第2部第91話 『イオークの王』その2
(10月11日です。)
イオークの長老『肉食い』さんは、イオーク王について、少しだけ知っていた。昔、まだ若かった時、人間族との奴隷戦争があった時、イオーク達を率いる金色の毛並みのイオークがいたそうだ。その頃『肉食い』さんは、王様というものを知らなかったが、偉そうな人達が、その金イオークを『陛下』と読んでいたので、特別のイオークなんだろうと思っていた。そのイオーク王は、魔法が使えたらしい。使える魔法は、怪我を治す程度のものだったらしいが、イオーク族にしては神の降臨に等しいものだったらしい。

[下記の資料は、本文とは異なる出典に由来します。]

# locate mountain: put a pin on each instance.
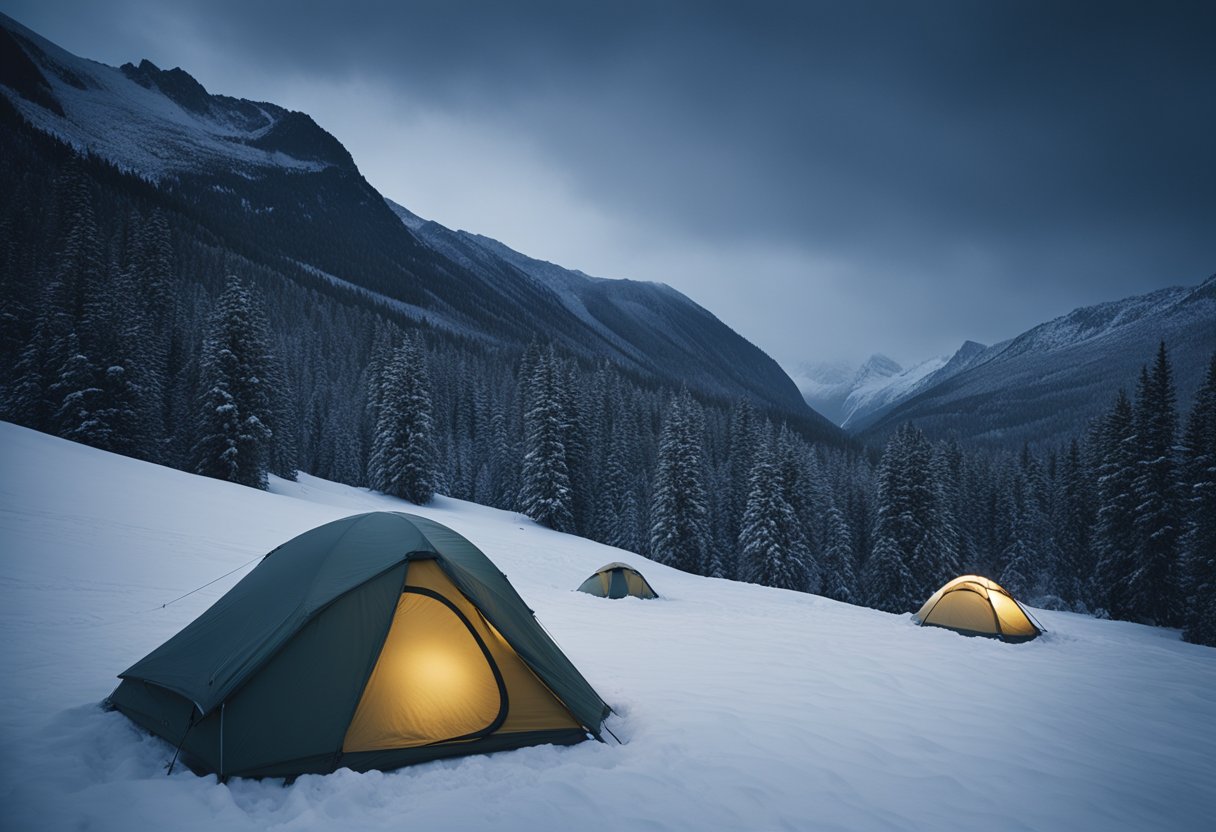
(275, 186)
(854, 399)
(1046, 384)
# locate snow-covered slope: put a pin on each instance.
(1045, 384)
(272, 186)
(855, 398)
(155, 122)
(742, 707)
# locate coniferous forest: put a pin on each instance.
(130, 327)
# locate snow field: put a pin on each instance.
(741, 707)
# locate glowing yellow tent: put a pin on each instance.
(977, 606)
(615, 580)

イオーク族と人間族の戦争は戦いにならなかった。人間族は鉄の武器と攻撃魔法を駆使して来た。対するイオーク族は、石や骨の武器だ。弓矢も、木の枝を鋭く削ったもので、人間族の使っているボウガンとは飛距離も威力も比べ物にならなかった。
大勢のイオークが殺された。しかし、人間族はある程度まで攻めると、必ず引いていく。女・子供が退避している所までは責めて来ないのだ。戦争は、1か月も経たずに終結した。勿論、イオーク族の負けだ。イオーク族の負傷兵達は、皆、殺された。怪我をしなかった兵士達は、捕虜として北のインカン王国まで連れて行かれた。
講和条件は、イオーク王室の廃絶とインカン王の処刑だった。その交換条件として、ずっと南方に避難している非戦闘員達は、生命の保証をするとしていたが、結局、奴隷として接収されてしまったのだ。しかし、ある程度、つまり自己繁殖をして個体数を維持できる程度は、この森に残していたそうだ。そして、年に1度、イオーク狩りに奴隷商の傭兵達がやってくるようになったそうだ。

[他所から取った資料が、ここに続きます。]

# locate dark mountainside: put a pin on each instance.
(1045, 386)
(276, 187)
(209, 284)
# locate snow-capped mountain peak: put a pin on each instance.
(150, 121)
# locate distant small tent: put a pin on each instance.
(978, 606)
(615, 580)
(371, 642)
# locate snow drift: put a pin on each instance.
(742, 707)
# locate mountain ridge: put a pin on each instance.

『肉食い』さんは、イオーク王のことは、あまり詳しくなかった。イオーク国の王都だった場所が、この森の東、海に近いところにあったそうだが、『肉食い』さんは言った事がないので、詳しい場所はよく分からないとのことだった。
その日、僕達は、『肉食い』さんの家がある樹の下でキャンプすることにした。テントを、イオフさん達用に一つ、僕達用に一つ出して設営は終わりだ。後は、お風呂とキッチンを作ってしまう。基本的に、イオーク族は風呂に入らないが、イオフさん達は、毎日、お風呂に入っていたので、お風呂に入らないと気持ちが悪いそうだ。
『肉食い』さんと、その家族も興味深げにお風呂を見ていた。この辺の水場は檻の中を2時間ほど歩いた所にあり、水浴びも年に数回、それも夏場に限って行うらしい。確かに、彼らの毛並みは、泥と訳の分からない物で毛玉だらけになっていた。それに、匂いが凄い。僕は、シールドを鼻の周りに貼って匂いを遮断しているので平気だが、シェルは、常に香水を染み込ませたハンカチを鼻に当てている。クララちゃんも、やはり匂いが気になるらしく、『肉食い』さん一家には近づこうとしなかった。
僕達が、お風呂に入った後、『肉食い』さん達もお風呂に入ることになった。しかし、その前に、彼らの汚れて固まった毛を刈ってやる事にした。これは、かなり大変な作業だが、 僕は『復元』スキルを使って、元々の綺麗な毛並みに戻していたので、みるみるきれいな栗色の毛並みが戻っていった。
若いイオークの女性も、恥じらいながら、身体に巻いている布を開いて、僕に全身を晒した。しょうがないので、『復元』スキルで光っている右手を毛に当てるのだが、あのう、胸や股間をグイグイ押してくるの、やめてもらえませんか。あ、僕の右手をどこに入れようとしているのですか?慌てて、手を引っ込めたが、恨めしそうな目で僕を見ないでください。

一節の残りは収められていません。